ダイエットを考えて、なるべく野菜中心の淡白な食事にされると、不足する栄養素が、たんぱく質や脂質。とくに体温を上げるにはたんぱく質が必要です。ダイエットで代謝を上げるには体温アップを目指しますから、野菜のみではダイエットにならないということになります。

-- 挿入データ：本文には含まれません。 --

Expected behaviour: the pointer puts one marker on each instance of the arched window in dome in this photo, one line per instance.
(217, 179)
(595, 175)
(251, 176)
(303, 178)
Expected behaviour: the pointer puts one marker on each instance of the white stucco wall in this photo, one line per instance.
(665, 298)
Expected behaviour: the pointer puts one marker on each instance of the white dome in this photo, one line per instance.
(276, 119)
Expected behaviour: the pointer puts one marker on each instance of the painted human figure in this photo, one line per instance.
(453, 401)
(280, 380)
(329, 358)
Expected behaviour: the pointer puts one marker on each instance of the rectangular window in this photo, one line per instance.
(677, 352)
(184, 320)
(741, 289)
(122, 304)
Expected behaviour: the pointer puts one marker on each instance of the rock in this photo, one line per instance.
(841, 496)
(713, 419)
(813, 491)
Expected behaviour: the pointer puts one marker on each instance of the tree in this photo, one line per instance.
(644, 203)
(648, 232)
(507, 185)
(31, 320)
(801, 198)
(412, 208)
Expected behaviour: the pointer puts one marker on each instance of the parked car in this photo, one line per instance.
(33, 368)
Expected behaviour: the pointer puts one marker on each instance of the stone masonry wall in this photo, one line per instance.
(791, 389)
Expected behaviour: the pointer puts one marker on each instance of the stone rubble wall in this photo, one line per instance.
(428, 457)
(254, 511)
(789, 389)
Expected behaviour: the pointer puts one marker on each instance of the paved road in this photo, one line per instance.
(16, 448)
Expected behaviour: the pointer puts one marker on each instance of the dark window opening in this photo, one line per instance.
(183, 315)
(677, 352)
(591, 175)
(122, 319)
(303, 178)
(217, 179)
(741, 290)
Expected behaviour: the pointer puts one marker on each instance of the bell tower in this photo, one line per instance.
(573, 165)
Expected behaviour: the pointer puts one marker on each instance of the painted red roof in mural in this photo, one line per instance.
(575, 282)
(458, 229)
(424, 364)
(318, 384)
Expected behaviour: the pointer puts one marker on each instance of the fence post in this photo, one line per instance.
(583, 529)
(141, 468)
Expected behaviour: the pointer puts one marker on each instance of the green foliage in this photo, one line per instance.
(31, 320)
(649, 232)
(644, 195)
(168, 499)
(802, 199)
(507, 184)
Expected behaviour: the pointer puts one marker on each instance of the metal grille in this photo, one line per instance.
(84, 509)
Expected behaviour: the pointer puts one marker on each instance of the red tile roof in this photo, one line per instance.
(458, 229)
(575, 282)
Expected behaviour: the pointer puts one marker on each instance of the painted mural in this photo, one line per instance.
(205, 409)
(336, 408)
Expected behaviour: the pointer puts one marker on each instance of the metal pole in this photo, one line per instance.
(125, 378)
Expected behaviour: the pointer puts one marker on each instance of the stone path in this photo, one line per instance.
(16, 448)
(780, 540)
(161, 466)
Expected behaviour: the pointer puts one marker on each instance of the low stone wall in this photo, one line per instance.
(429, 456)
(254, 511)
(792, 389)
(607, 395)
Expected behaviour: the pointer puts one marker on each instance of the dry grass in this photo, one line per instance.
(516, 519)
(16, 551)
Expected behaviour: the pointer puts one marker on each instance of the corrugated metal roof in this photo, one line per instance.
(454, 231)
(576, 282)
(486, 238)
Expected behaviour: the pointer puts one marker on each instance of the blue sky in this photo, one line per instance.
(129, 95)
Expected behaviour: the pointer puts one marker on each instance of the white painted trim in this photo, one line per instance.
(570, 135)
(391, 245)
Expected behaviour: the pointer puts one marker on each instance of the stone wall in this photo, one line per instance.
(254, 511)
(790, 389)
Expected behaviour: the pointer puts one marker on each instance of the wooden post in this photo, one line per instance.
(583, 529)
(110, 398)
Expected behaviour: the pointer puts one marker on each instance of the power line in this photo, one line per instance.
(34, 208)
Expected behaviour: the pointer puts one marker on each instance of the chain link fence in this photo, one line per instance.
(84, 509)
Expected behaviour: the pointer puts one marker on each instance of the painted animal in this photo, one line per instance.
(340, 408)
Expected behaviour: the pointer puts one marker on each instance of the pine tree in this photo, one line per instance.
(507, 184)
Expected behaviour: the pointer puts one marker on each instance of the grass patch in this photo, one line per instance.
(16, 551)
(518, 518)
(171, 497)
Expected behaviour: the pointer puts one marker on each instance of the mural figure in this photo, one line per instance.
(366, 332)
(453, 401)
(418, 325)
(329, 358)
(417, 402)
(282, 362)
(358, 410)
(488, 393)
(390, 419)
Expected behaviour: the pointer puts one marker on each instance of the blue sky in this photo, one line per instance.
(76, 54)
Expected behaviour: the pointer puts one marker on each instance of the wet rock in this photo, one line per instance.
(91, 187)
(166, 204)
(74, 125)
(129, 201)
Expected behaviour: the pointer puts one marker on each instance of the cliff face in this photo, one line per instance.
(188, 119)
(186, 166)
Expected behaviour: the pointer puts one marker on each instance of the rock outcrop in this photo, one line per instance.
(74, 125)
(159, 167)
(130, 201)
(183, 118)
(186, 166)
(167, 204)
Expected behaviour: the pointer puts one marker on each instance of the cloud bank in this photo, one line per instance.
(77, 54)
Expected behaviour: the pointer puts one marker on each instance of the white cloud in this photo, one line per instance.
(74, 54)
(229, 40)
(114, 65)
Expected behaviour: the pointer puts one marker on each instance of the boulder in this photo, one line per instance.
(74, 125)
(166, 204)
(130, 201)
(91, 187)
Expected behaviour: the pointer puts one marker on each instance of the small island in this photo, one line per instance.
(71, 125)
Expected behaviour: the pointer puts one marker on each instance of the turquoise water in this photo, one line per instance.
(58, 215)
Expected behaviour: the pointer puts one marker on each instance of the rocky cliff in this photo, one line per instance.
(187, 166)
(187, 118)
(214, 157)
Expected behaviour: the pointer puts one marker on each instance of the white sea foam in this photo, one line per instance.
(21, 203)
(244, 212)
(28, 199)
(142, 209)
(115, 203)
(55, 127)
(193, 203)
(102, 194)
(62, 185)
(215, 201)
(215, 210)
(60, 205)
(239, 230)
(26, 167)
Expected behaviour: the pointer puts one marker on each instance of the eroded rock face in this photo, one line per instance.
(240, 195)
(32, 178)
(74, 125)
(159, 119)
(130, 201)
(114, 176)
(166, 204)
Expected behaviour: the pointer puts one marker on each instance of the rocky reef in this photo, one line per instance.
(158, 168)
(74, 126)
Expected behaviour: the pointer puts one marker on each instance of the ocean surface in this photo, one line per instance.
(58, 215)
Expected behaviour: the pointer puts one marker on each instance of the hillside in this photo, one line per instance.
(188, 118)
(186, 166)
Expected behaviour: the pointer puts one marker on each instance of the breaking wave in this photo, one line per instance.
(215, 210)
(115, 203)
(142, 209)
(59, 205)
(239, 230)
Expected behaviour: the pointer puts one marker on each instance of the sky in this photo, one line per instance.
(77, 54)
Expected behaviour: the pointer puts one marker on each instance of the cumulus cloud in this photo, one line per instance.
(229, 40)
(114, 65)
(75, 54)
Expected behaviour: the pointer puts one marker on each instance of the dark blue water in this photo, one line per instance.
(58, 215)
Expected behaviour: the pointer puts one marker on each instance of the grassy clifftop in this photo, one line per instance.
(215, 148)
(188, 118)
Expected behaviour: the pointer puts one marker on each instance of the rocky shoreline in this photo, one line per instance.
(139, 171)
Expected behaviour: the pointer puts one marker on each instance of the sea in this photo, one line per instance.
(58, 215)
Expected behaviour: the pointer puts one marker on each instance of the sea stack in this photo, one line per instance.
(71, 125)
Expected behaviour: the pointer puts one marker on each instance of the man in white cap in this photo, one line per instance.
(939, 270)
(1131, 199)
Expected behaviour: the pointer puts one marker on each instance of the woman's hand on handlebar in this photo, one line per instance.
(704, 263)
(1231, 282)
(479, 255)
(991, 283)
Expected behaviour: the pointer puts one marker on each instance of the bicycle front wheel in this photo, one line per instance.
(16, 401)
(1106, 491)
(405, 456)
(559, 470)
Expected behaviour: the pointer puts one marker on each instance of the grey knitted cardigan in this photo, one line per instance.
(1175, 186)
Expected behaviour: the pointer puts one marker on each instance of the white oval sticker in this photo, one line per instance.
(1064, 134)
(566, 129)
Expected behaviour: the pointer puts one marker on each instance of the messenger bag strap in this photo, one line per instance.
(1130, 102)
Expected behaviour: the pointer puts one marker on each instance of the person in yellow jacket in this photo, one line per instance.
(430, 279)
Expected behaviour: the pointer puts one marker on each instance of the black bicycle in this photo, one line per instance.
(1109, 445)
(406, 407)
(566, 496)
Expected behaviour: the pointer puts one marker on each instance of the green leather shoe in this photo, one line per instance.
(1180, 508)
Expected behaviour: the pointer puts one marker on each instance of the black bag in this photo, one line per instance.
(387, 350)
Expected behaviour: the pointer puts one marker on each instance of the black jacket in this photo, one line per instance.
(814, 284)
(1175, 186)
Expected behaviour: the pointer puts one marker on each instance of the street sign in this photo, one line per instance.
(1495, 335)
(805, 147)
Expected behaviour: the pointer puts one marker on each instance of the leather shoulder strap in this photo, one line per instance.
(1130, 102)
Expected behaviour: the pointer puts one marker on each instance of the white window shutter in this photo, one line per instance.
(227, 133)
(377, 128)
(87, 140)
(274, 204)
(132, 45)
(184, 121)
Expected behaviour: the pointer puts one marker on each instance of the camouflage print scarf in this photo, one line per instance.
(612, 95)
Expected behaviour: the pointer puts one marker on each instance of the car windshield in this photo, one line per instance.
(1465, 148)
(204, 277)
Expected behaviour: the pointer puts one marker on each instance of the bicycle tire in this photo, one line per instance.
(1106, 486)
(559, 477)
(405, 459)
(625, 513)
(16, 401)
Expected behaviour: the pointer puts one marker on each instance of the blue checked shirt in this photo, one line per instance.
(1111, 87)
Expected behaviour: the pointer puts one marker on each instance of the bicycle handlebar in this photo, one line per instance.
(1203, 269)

しっかり食べることに罪悪感を持っている方が意外に多いことに驚かされます。カロリー量を減らしていれば、ダイエットになっていると勘違いして、栄養不足で冷え性になる方が増えています。冷え性を改善したいなら、たんぱく質不足と砂糖の摂り方に注目します。野菜中心でたんぱく質不足の食事になると、体温アップができないことに加えて、もう一点注意が必要なのは、白砂糖が体を冷やすこと。野菜中心の食事で満腹になっても、美味しそうな甘いものを見ると、別腹が騒ぎ、つい食べてしまうという方、ご注意ください。冷え性の裏に潜む「かくれ貧血」は、この食習慣によるものも考えられます。かくれ貧血を含む血液不足の症状は中国医学では「血虚」といい、血虚は冷え性だけでなく、ここ数年の不妊症や更年期障害、さらに自律神経失調にまで深く関係しています。食習慣だけでなく生活習慣やストレスが大きく関係しているので、女性の社会進出もこの状況に拍車をかけています。もちろん食習慣を改善することで効果倍増します。
糖尿病の方にも、同じように食事バランスを見直すために、食事内容をしっかり伺います。糖質抜きで糖尿病が改善することはありません。糖質を減らすだけでなく、「ビタミン・ミネラルをたっぷりとることが、代謝を挙げて、糖質をエネルギー化することができます。糖尿病により、毛細血管が脆くなることや動脈硬化を引き起こすことが心配されます。毛細血管の集合した眼底の出血や末しょう神経障害は、中医学で「お血」という血行不良によるものです。お血改善の漢方薬と食事療法を合わせて、全身血管の状態を改善することを目指します。

“カロリー過剰の栄養不足”と言われる現代人。甘いものより栄養になるものを!
「薬食同源」とは、食べ物は薬と同じく、からだに大切なものということ。食事の見直しを合わせて、漢方治療の効果を上げていくことを目指しています。